01. Grizzly Bear | Veckatimest
It is hard to say that Veckatimest was a refreshing hit when it was released in the spring since two of the singles had already been receiving heavy blog play for almost a year. However this album packed a subtle punch that proved it's strength after repeated listens. Taking the ambient and orchestrated sounds of Yellow House, the four piece expanded their well crafted tunes into perfect pop snippets blended with clever arrangements of striking guitar and topsy-turvey percussion.
02. Animal Collective | Merriweather Post Pavillion
There has been apparent love for this album since it leaked at the end of 2008 and it has all been warranted. Animal Collective have been some of the hardest working musicians of the decade and MPP has been a sort of culmination record most bands dream of making. They take their strong ability to mix together folk/jam/noise efforts into pop appeal for the masses in what is their most accessible album to date.
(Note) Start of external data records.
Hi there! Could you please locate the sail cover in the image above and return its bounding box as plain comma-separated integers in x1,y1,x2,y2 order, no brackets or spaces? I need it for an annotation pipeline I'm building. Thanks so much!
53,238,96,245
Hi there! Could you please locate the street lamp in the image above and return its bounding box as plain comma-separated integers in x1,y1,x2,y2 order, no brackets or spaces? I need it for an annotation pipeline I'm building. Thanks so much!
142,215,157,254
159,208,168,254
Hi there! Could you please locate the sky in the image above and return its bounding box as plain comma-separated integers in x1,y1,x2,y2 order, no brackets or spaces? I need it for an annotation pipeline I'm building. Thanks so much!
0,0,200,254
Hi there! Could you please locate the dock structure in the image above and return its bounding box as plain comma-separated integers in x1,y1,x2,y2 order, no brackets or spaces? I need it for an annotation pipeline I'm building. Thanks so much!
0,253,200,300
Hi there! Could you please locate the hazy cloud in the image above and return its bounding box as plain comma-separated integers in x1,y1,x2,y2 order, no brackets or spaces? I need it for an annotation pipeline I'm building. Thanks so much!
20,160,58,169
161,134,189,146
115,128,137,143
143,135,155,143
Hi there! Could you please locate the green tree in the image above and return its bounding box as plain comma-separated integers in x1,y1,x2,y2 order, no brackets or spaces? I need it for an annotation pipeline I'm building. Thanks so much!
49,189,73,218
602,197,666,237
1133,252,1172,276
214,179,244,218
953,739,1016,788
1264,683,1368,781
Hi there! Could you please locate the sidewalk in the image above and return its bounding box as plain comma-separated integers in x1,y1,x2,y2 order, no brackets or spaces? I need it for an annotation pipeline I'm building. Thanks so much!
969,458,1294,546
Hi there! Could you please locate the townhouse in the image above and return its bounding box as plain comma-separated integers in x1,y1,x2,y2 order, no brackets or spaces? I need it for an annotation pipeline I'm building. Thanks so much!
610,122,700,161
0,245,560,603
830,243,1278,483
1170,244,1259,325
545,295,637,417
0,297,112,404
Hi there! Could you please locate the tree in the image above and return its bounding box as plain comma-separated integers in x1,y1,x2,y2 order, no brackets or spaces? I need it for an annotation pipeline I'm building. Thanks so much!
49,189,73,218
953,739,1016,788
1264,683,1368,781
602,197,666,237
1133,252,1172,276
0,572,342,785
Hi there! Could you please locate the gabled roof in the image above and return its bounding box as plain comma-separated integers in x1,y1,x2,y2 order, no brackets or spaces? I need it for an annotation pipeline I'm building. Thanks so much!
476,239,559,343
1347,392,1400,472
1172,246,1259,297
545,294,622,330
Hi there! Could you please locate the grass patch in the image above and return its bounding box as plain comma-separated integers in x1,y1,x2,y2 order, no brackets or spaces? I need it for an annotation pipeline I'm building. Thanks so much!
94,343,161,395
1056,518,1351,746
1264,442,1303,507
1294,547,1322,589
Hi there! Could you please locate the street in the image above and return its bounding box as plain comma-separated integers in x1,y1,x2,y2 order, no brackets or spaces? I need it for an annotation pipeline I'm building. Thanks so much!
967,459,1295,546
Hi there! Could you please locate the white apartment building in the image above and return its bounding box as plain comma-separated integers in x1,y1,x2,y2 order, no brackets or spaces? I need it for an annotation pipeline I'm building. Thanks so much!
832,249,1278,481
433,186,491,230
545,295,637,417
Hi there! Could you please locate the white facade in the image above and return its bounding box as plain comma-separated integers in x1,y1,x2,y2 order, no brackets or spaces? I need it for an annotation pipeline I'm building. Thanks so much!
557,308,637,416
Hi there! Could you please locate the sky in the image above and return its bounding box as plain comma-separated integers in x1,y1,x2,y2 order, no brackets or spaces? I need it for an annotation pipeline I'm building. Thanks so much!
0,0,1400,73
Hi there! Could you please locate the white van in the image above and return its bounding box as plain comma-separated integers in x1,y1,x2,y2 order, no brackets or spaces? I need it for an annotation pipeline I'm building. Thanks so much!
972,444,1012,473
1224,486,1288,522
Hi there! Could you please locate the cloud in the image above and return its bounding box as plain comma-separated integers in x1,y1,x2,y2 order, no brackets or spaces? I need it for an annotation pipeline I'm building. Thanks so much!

03. Dirty Projectors | Bitte Orca
No one has timing like this band. Nothing on this album happens in the way that you would expect and that is probably the reason why one can listen to it over and over and never hear the same thing twice. The swaying vocals and off kilter guitar jams are pure art rock and the vocal work is nothing shy of a Mariah Carey R&B hit. The fact that this band can make those two things fit together is pretty impressive.
04. The xx | xx
On paper (or computer screen) nothing about this record sounds exciting. It is hollow, quiet, simple, yet oh so powerful. These London teens recall overcast 80's British post-punk and add in some dub-step for one of the most daringly plain yet understated records of the year. It seems that this record should satisfy after one listen since it is so bleak, yet the ability to draw back repeat listens is nothing short of genius.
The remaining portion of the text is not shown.